Marx, Einstein, Colonel Sanders... and Bill Gates?
It’s a list that would have made Carnac the Magnificent
proud, but it doesn’t have much of a punch line. In fact, Gates was selected, along with a strange myriad of historical figures, by a state-run newspaper as one of 50 foreigners
shaping China’s modern development.
There’s no word yet on how Gates feels about being on the list, but maybe a Norwegian reporter can make one up for us, since he’s already done a fake interview with Microsoft’s main man.
Or maybe we could get the word from the guy who’s creating all the buzz in Silicon Valley, the fake Steve Jobs, whose "secret diary" has everybody wondering who’s pinning the Apple honcho’s inner thoughts. (Warning, there are a few dirty words in there....)
Speaking of China, I got a few responses to my blog entry about U.S. companies’ "principles" in doing business over there.
Frank wrote, unambiguously: "They are in the wrong side and sooner or later they will pay for their betrayal."
As long as they make money now, though, Frank, they’ll be happy.
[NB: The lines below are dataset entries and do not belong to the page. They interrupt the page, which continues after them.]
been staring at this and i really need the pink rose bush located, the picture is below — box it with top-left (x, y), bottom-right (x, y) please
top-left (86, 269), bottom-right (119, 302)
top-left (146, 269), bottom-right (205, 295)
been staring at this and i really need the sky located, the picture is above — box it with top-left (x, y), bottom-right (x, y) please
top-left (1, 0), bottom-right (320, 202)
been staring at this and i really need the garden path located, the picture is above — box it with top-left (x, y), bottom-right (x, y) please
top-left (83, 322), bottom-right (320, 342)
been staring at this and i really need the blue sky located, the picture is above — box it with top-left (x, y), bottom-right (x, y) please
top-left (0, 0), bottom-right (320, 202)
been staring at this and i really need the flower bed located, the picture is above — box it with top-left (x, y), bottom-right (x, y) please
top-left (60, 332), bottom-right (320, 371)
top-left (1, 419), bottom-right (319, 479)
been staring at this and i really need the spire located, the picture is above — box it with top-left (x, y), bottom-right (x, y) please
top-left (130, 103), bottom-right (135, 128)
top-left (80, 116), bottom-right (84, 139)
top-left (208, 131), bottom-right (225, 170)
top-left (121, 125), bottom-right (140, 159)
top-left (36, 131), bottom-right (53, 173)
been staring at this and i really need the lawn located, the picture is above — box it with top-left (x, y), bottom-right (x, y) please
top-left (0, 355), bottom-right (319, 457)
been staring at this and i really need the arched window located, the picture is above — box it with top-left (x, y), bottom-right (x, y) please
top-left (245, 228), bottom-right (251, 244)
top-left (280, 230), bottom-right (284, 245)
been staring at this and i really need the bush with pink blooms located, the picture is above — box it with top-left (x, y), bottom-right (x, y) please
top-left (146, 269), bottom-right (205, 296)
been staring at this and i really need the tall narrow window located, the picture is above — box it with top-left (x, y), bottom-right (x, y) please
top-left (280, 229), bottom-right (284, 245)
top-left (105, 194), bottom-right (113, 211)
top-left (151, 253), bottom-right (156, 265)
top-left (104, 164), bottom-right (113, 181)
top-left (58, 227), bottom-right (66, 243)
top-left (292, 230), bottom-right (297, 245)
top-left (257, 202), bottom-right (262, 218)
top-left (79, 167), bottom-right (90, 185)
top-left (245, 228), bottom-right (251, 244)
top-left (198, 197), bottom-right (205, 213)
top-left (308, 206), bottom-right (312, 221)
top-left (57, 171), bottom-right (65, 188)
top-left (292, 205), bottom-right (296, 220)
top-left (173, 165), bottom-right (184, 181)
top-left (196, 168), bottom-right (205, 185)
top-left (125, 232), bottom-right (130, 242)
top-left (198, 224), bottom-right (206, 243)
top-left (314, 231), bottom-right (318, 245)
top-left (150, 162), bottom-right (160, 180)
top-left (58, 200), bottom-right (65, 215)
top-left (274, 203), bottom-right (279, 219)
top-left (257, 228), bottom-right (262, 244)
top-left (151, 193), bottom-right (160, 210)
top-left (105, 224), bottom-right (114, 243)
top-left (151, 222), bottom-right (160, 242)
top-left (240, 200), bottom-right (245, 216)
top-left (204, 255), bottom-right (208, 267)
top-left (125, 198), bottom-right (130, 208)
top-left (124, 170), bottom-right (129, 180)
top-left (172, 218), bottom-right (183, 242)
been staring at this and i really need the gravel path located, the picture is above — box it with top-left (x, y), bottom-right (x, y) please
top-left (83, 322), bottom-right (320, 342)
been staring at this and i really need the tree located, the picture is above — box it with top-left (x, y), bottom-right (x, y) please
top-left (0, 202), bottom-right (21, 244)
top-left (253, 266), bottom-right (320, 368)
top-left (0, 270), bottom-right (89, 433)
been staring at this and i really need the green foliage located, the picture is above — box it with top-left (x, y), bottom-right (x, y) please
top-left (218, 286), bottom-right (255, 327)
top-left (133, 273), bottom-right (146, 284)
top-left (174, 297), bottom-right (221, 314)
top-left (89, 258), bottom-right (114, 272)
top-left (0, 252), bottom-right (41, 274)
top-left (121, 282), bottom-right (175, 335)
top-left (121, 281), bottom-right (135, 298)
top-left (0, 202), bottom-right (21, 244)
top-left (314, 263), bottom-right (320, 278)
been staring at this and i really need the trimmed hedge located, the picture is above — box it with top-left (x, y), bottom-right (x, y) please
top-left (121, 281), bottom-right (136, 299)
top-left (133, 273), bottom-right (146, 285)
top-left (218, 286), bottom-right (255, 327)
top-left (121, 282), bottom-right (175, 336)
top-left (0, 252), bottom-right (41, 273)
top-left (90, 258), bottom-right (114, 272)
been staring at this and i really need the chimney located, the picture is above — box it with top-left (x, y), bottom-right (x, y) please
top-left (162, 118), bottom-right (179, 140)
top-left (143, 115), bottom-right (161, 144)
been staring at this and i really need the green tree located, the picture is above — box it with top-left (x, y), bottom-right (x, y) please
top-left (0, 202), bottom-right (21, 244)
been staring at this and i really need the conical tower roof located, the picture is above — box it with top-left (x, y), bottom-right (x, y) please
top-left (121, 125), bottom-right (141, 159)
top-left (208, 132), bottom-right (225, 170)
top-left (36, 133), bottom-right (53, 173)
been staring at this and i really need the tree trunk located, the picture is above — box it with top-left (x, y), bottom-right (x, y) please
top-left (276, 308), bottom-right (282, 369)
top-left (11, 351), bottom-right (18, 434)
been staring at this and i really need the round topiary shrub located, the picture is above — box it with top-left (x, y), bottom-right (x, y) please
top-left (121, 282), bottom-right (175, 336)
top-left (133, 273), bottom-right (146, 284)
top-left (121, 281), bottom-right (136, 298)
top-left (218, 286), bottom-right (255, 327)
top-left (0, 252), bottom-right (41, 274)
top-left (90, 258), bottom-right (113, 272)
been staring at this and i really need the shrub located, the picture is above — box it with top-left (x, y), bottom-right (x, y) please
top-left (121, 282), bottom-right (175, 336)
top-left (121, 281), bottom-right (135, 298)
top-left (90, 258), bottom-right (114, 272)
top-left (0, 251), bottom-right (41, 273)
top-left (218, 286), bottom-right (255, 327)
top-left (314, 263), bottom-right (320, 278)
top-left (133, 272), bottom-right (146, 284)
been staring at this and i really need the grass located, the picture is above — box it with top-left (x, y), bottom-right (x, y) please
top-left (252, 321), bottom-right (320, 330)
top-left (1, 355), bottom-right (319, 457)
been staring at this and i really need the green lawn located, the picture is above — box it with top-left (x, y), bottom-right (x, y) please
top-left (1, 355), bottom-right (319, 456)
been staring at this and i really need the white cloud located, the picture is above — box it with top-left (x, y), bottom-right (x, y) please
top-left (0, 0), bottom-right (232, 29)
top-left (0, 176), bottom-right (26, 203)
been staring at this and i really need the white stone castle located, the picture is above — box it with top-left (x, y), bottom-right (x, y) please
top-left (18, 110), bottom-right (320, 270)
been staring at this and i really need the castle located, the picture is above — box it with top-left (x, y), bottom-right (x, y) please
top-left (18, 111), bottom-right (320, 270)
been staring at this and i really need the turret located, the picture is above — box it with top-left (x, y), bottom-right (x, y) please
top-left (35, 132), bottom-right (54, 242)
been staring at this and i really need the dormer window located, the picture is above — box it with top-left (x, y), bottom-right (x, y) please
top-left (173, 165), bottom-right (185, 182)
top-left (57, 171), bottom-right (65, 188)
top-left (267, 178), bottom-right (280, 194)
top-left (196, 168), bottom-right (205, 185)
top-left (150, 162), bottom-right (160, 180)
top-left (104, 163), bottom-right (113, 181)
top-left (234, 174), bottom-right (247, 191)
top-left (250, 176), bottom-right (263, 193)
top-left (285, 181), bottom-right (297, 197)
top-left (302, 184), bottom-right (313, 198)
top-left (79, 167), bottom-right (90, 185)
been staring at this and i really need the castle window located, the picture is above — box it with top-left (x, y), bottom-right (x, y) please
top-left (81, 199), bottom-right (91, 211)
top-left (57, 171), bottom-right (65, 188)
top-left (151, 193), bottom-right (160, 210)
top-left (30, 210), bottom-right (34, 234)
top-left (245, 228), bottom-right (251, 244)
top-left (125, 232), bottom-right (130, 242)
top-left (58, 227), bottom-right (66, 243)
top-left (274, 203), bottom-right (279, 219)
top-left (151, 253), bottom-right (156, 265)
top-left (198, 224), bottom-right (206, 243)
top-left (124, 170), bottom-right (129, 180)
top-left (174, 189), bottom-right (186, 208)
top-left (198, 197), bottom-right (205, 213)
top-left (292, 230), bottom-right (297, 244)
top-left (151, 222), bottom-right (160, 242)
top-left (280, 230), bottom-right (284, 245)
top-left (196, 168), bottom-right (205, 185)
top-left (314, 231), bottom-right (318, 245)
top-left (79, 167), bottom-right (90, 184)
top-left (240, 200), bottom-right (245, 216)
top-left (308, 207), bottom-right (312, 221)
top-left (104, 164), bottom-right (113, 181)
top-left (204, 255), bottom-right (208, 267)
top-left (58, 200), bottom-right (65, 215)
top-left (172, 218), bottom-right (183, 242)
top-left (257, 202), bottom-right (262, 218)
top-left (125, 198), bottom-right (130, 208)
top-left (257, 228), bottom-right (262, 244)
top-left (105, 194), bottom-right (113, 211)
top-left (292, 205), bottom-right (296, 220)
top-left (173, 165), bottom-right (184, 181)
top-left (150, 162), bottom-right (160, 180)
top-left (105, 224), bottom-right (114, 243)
Bruce, on the other hand, points out that customers have always been able to do whatever they like with technology, so technology providers aren’t necessarily to blame:
"I think Amnesty International needs to rethink this statement. The sophisticated technology was designed for its biggest customer -- BUSINESS. Sure, countries buy the equipment but my guess is businesses buy and use the majority of equipment and deploy those features in self defense. Those companies sell equipment with certain capabilities; it's up to the end user to configure those features as they see fit."
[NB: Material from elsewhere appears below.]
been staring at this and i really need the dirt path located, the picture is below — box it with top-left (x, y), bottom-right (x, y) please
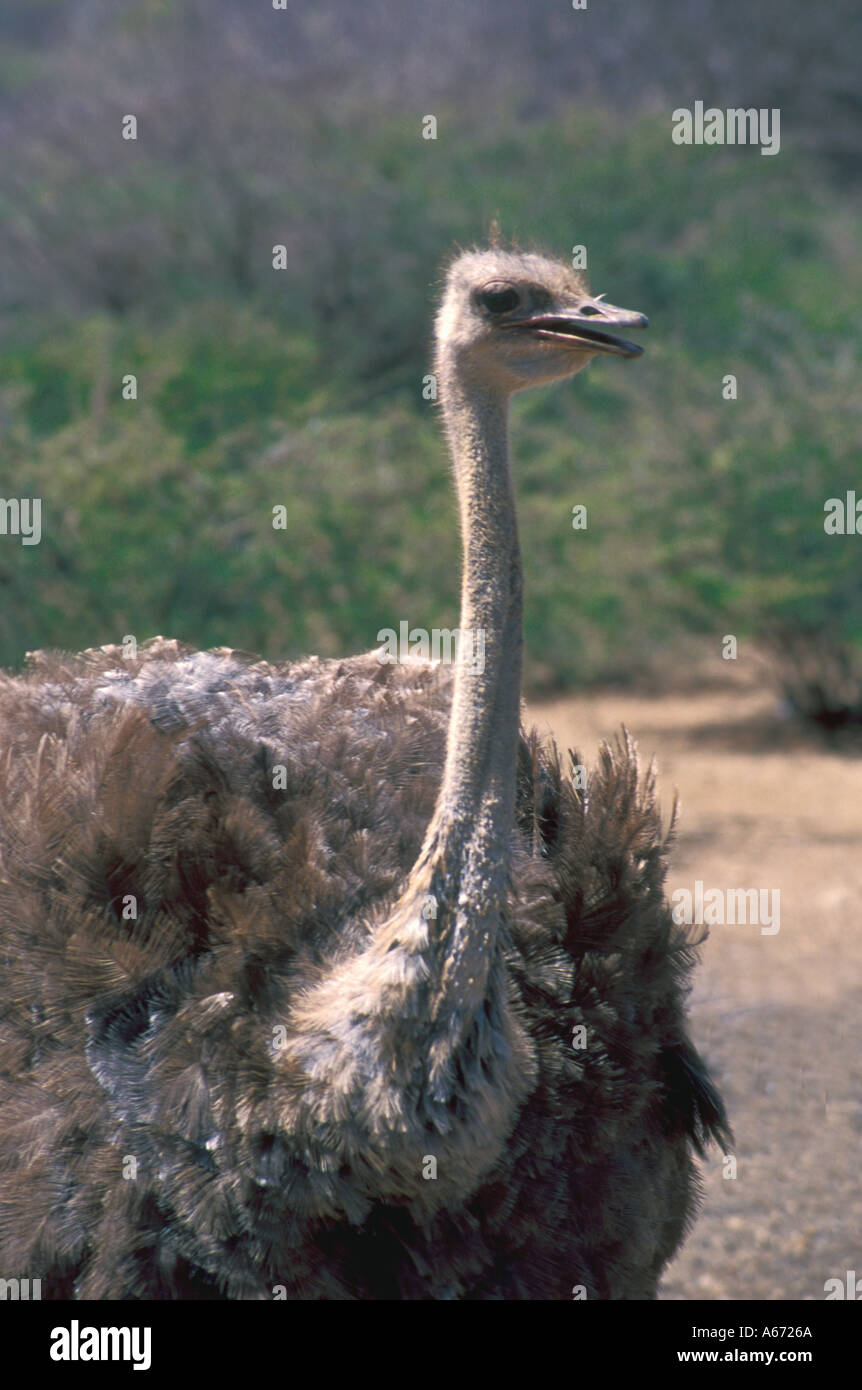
top-left (529, 679), bottom-right (862, 1301)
A very valid point, actually.
And speaking of Gates, Mike took exception to my recent description of his charity work:
"I know you spend a lot of time trying to be insightful or cute, and much of it is a bit of both, but the following comment from the 7/27/06 edition is neither: '...as Bill Gates transitions into full-time savior of the world.' There is significant responsibility for those with wealth, and even more so for those with piles of it like Gates and Warren Buffett (about time he came around). Flippant comments like that serve no purpose and actually detract from a somewhat useful newsletter. I have a great deal of respect and admiration for someone who is willing to quit his day job, which has made him rich beyond his wildest imagination, and run a philanthropic foundation that brings so much good to so many. We need more compassion, not less, and mocking it says more about you than you’d probably care to know. A couple of different words would have been neutral and not hinted at anything: '...as Bill Gates transitions into running his foundation full-time.' Maybe it was your desire to use four fewer letters. Yea, that must be it."
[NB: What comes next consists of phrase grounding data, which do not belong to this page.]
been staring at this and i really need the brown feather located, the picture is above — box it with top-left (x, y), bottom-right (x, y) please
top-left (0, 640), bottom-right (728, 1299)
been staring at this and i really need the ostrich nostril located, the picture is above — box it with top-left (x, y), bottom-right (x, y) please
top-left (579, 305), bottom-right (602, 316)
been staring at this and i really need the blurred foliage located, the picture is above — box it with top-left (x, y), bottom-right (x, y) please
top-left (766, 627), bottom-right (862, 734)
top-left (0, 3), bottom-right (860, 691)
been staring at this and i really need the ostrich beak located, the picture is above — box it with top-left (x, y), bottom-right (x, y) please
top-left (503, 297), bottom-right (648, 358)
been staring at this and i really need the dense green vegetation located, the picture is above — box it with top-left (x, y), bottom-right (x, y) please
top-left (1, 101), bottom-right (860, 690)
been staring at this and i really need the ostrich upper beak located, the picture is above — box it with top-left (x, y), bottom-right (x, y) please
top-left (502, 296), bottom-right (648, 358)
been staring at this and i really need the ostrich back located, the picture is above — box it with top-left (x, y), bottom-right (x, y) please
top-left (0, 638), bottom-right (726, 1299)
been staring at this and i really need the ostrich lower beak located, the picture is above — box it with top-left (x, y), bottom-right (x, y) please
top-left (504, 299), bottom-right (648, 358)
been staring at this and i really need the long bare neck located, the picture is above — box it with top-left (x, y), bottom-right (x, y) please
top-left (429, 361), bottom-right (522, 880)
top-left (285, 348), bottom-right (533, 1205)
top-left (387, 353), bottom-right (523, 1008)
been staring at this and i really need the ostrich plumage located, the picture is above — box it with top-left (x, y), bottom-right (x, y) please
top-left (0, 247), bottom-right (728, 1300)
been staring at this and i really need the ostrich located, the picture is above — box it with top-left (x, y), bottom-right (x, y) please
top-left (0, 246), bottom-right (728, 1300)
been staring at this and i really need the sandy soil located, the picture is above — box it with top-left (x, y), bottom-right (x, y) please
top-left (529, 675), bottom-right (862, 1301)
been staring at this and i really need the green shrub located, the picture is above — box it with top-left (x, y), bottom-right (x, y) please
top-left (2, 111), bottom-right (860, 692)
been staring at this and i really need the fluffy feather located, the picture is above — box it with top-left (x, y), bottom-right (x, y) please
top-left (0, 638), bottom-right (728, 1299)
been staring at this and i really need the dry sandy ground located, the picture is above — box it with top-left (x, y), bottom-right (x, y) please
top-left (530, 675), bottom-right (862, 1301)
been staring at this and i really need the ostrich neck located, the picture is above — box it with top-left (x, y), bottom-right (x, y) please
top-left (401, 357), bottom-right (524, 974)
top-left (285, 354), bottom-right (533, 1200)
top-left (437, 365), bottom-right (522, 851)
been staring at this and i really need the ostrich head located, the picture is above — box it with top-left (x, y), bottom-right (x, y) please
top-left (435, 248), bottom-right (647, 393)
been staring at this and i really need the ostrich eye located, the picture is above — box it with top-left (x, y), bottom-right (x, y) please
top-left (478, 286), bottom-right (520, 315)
Mike, you make a good point. I’m certainly an admirer of Gates’ charity work myself and wasn’t trying to belittle it (or him) in any way. It really was just a cute little throwaway comment that I made, not anything intended to be a statement -- and especially not a negative statement. But I do appreciate you pointing out the fact that it could easily have been misinterpreted.
Just one thing, though, Mike -- when have you ever known me to try to use fewer letters?